Electron carriers can be thought of as electron shuttles. These compounds can easily accept electrons (i.e., be reduced) or lose them (i.e., be oxidized). They, therefore, play an essential role in energy production because cellular respiration is contingent on the flow of electrons.

Over the many stages of cellular respiration, glucose breaks down into carbon dioxide and water. Electron carriers pick up electrons lost by glucose in these reactions, temporarily store the electrons and input them into the electron transport chain.
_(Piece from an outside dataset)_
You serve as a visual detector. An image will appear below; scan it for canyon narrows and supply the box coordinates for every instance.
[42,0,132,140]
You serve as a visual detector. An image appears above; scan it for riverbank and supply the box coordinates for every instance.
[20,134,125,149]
Two such electron carriers are NAD⁺ and FAD, which are both derived from B vitamins. The reduced forms of NAD⁺ and FAD, NADH and FADH₂, respectively, are produced during earlier stages of cellular respiration (glycolysis, pyruvate oxidation, and the citric acid cycle).

The reduced electron carriers NADH and FADH₂ pass electrons into complexes I and II of the electron transport chain, respectively. In the process, they are oxidized to form NAD⁺ and FAD.

Additional electron carriers in the electron transport chain are flavoproteins, iron-sulfur clusters, quinones, and cytochromes. With the assistance of enzymes, these electron carriers eventually transfer the electrons to oxygen molecules. The electron carriers become oxidized as they donate electrons and reduced as they accept them, and thus alternate between their oxidized and reduced forms.

Electron carriers provide a controlled flow of electrons that enables the production of ATP. Without them, the cell would cease to function.